- Born: Ludwig Wolfgang Frohlich 1913
- Died: 1971 (aged 57–58)

= L. W. Frohlich =

German-American businessman

Ludwig William Frohlich (1913–1971) was a German-born American pharmaceutical advertising and radio broadcast businessman.

==Early life and education==
Ludwig William Frohlich was born on July 30, 1913, in Frankfurt, Germany into a Jewish family. He received his B.S. in 1931 at the age of 18 from Johann Wolfgang Goethe-Universität Frankfurt am Main. He studied also at the École Diderot(?) and the École nationale supérieure des Beaux-Arts de Paris in France. His specialty was type design and art direction.

In 1935, after Hitler took power, he moved to the United States as an exchange student, lived at International House of New York, later, became a trustee, and organized the alumni association. In 1938, Frohlich became an American citizen.

==Businesses==
- L. W. Frohlich & Co./Intercon International, a pharmaceutical advertising agency, founded in 1941, main office in NYC
- IMS International, a market research company in the fields of chemistry, medicine, pharmacy, airlines and optics, founded in 1954, offices throughout the world
- National Science Network, a chain of FM radio stations
- WNCN in New York
- WDHF in Chicago
- KPPC (defunct)
- KPPC (AM)
- KPPC (FM)
- KMPX (FM)

The Concert Network, Inc. (initiated in 1955, reorganized from General Broadcasting Corporation), was a network of FM stations owned by T. Mitchell Hastings, Jr., that primarily provided classical music programming, originating from WBCN in Boston, with affiliates that included: WHCN in Hartford, Connecticut, WNCN in New York City, WRCN in Riverhead, New York on Long Island and WXCN (first in chain) in Providence, Rhode Island.
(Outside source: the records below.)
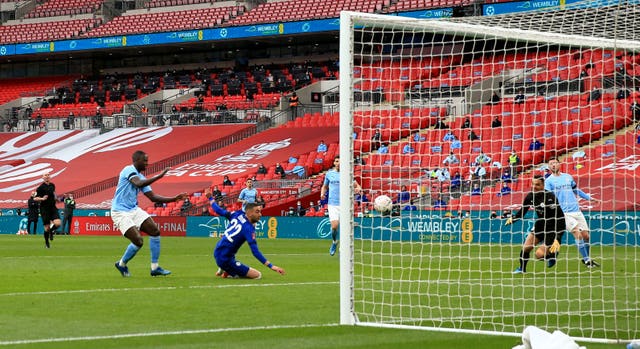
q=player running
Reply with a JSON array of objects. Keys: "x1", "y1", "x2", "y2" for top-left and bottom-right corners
[
  {"x1": 111, "y1": 150, "x2": 187, "y2": 277},
  {"x1": 505, "y1": 175, "x2": 566, "y2": 274},
  {"x1": 320, "y1": 155, "x2": 362, "y2": 256},
  {"x1": 204, "y1": 189, "x2": 285, "y2": 279},
  {"x1": 544, "y1": 158, "x2": 600, "y2": 268},
  {"x1": 33, "y1": 172, "x2": 61, "y2": 248}
]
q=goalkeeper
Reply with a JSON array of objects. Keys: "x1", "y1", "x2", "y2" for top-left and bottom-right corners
[{"x1": 505, "y1": 175, "x2": 566, "y2": 274}]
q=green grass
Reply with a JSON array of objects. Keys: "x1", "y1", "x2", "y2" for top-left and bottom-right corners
[{"x1": 0, "y1": 235, "x2": 622, "y2": 349}]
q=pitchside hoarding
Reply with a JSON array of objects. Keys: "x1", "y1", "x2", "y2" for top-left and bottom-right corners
[{"x1": 0, "y1": 211, "x2": 640, "y2": 246}]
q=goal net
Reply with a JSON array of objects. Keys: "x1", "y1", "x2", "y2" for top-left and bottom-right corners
[{"x1": 340, "y1": 1, "x2": 640, "y2": 341}]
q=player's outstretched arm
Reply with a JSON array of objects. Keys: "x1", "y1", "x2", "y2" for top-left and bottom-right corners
[
  {"x1": 129, "y1": 167, "x2": 171, "y2": 188},
  {"x1": 264, "y1": 261, "x2": 286, "y2": 275},
  {"x1": 144, "y1": 191, "x2": 189, "y2": 202}
]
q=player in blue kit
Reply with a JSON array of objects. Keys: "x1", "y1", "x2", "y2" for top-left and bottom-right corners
[
  {"x1": 238, "y1": 178, "x2": 258, "y2": 210},
  {"x1": 320, "y1": 156, "x2": 362, "y2": 256},
  {"x1": 204, "y1": 189, "x2": 285, "y2": 279},
  {"x1": 111, "y1": 150, "x2": 187, "y2": 277},
  {"x1": 544, "y1": 158, "x2": 600, "y2": 268}
]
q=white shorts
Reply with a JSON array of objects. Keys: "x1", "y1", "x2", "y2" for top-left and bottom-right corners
[
  {"x1": 564, "y1": 212, "x2": 589, "y2": 231},
  {"x1": 327, "y1": 205, "x2": 340, "y2": 221},
  {"x1": 111, "y1": 207, "x2": 150, "y2": 235}
]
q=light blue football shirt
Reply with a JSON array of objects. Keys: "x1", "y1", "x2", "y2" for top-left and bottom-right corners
[
  {"x1": 111, "y1": 165, "x2": 151, "y2": 212},
  {"x1": 544, "y1": 173, "x2": 591, "y2": 213},
  {"x1": 324, "y1": 169, "x2": 340, "y2": 206}
]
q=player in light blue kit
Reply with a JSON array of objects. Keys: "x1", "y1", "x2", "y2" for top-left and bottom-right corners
[
  {"x1": 544, "y1": 158, "x2": 600, "y2": 268},
  {"x1": 204, "y1": 189, "x2": 285, "y2": 279},
  {"x1": 111, "y1": 150, "x2": 187, "y2": 277},
  {"x1": 238, "y1": 178, "x2": 258, "y2": 210},
  {"x1": 320, "y1": 156, "x2": 362, "y2": 256}
]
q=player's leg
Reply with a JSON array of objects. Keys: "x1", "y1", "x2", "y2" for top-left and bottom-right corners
[
  {"x1": 574, "y1": 212, "x2": 600, "y2": 268},
  {"x1": 327, "y1": 205, "x2": 340, "y2": 256},
  {"x1": 136, "y1": 213, "x2": 171, "y2": 276},
  {"x1": 49, "y1": 216, "x2": 62, "y2": 235},
  {"x1": 111, "y1": 211, "x2": 144, "y2": 277},
  {"x1": 565, "y1": 212, "x2": 590, "y2": 266},
  {"x1": 513, "y1": 232, "x2": 538, "y2": 274},
  {"x1": 61, "y1": 214, "x2": 69, "y2": 234},
  {"x1": 536, "y1": 231, "x2": 562, "y2": 268},
  {"x1": 41, "y1": 210, "x2": 53, "y2": 248},
  {"x1": 580, "y1": 227, "x2": 600, "y2": 268}
]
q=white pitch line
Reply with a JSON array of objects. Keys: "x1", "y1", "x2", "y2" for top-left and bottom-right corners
[
  {"x1": 0, "y1": 280, "x2": 339, "y2": 297},
  {"x1": 0, "y1": 323, "x2": 339, "y2": 346}
]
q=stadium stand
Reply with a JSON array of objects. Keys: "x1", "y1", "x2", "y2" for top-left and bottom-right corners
[
  {"x1": 81, "y1": 6, "x2": 243, "y2": 37},
  {"x1": 25, "y1": 0, "x2": 104, "y2": 18},
  {"x1": 228, "y1": 0, "x2": 385, "y2": 25},
  {"x1": 0, "y1": 18, "x2": 101, "y2": 44}
]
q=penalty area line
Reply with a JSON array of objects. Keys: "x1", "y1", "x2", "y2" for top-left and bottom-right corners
[
  {"x1": 0, "y1": 323, "x2": 339, "y2": 346},
  {"x1": 0, "y1": 279, "x2": 339, "y2": 297}
]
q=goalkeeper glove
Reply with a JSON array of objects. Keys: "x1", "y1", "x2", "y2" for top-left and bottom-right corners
[{"x1": 549, "y1": 240, "x2": 560, "y2": 253}]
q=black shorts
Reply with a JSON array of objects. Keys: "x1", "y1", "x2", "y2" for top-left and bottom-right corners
[
  {"x1": 40, "y1": 207, "x2": 60, "y2": 225},
  {"x1": 533, "y1": 218, "x2": 566, "y2": 246}
]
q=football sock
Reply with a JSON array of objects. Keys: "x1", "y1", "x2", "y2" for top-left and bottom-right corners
[
  {"x1": 520, "y1": 250, "x2": 531, "y2": 273},
  {"x1": 120, "y1": 243, "x2": 140, "y2": 266},
  {"x1": 576, "y1": 239, "x2": 589, "y2": 262},
  {"x1": 582, "y1": 240, "x2": 591, "y2": 259},
  {"x1": 149, "y1": 236, "x2": 160, "y2": 263}
]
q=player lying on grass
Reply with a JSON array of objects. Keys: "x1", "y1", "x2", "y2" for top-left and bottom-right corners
[
  {"x1": 204, "y1": 190, "x2": 285, "y2": 279},
  {"x1": 505, "y1": 175, "x2": 566, "y2": 274}
]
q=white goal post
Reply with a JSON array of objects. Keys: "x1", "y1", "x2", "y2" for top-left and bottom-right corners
[{"x1": 340, "y1": 4, "x2": 640, "y2": 342}]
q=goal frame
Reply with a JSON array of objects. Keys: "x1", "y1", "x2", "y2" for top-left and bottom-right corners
[{"x1": 339, "y1": 11, "x2": 640, "y2": 343}]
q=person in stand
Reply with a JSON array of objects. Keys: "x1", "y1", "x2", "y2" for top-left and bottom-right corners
[
  {"x1": 62, "y1": 193, "x2": 76, "y2": 235},
  {"x1": 111, "y1": 150, "x2": 187, "y2": 277},
  {"x1": 238, "y1": 178, "x2": 258, "y2": 210},
  {"x1": 491, "y1": 115, "x2": 502, "y2": 128},
  {"x1": 295, "y1": 200, "x2": 307, "y2": 217},
  {"x1": 505, "y1": 175, "x2": 566, "y2": 274},
  {"x1": 289, "y1": 92, "x2": 300, "y2": 120},
  {"x1": 544, "y1": 157, "x2": 600, "y2": 269},
  {"x1": 27, "y1": 191, "x2": 40, "y2": 235},
  {"x1": 275, "y1": 163, "x2": 287, "y2": 178},
  {"x1": 34, "y1": 173, "x2": 61, "y2": 248},
  {"x1": 320, "y1": 155, "x2": 362, "y2": 256},
  {"x1": 513, "y1": 89, "x2": 526, "y2": 104},
  {"x1": 211, "y1": 185, "x2": 223, "y2": 202},
  {"x1": 205, "y1": 191, "x2": 285, "y2": 279},
  {"x1": 371, "y1": 129, "x2": 382, "y2": 150}
]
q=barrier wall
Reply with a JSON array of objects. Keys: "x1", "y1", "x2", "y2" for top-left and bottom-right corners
[{"x1": 0, "y1": 211, "x2": 640, "y2": 246}]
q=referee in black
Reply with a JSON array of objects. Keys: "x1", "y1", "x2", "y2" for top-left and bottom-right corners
[
  {"x1": 506, "y1": 175, "x2": 566, "y2": 274},
  {"x1": 34, "y1": 173, "x2": 61, "y2": 248}
]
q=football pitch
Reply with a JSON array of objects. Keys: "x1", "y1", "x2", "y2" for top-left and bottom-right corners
[{"x1": 0, "y1": 235, "x2": 622, "y2": 349}]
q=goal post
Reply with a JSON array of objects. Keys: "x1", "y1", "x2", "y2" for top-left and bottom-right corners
[{"x1": 340, "y1": 1, "x2": 640, "y2": 342}]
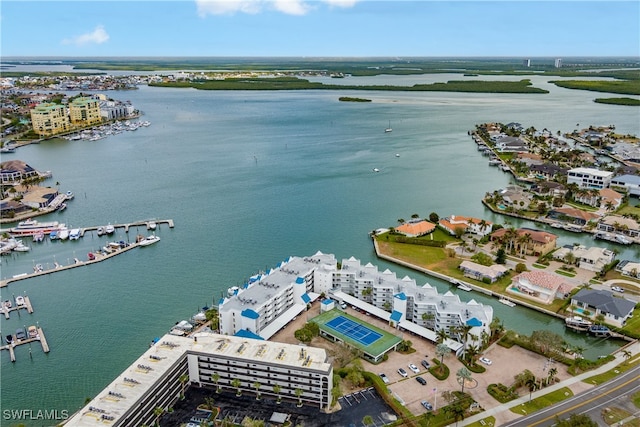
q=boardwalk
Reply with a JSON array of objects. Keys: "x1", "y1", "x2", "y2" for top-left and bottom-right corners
[{"x1": 0, "y1": 219, "x2": 173, "y2": 288}]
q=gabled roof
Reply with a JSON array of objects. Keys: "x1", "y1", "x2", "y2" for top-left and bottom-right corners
[{"x1": 571, "y1": 289, "x2": 636, "y2": 317}]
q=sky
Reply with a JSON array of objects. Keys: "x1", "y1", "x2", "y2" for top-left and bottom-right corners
[{"x1": 0, "y1": 0, "x2": 640, "y2": 58}]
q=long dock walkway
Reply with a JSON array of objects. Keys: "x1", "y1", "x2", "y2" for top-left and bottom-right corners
[
  {"x1": 0, "y1": 295, "x2": 33, "y2": 320},
  {"x1": 0, "y1": 326, "x2": 49, "y2": 362},
  {"x1": 0, "y1": 219, "x2": 173, "y2": 290}
]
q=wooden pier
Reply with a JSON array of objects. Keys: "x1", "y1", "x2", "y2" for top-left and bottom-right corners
[
  {"x1": 0, "y1": 326, "x2": 49, "y2": 362},
  {"x1": 0, "y1": 295, "x2": 33, "y2": 320},
  {"x1": 0, "y1": 219, "x2": 173, "y2": 290}
]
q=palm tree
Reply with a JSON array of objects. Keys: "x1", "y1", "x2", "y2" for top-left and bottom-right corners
[
  {"x1": 153, "y1": 406, "x2": 164, "y2": 427},
  {"x1": 294, "y1": 388, "x2": 304, "y2": 408},
  {"x1": 178, "y1": 374, "x2": 189, "y2": 399},
  {"x1": 456, "y1": 366, "x2": 471, "y2": 393},
  {"x1": 231, "y1": 378, "x2": 242, "y2": 396},
  {"x1": 211, "y1": 372, "x2": 220, "y2": 393},
  {"x1": 524, "y1": 375, "x2": 538, "y2": 402},
  {"x1": 547, "y1": 368, "x2": 558, "y2": 383},
  {"x1": 273, "y1": 384, "x2": 282, "y2": 403}
]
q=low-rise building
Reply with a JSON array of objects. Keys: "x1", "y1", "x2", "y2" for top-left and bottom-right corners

In November 1969, The National Science Network, Inc. purchased KMPX (FM) in San Francisco, and KPPC (AM) and KPPC-FM in Pasadena from Crosby-Pacific Broadcasting Company for a combined $1,084,000.

Arthur Sackler was a career-long "cooperative" competitor and friend.

==Personal life==
Frohlich had a villa on the island of Elba. In January 1971, Frohlich was diagnosed with a brain tumor, and he died in September. Frohlich was a bachelor, his sister, a Mrs. Burns of New York, was his only immediate survivor.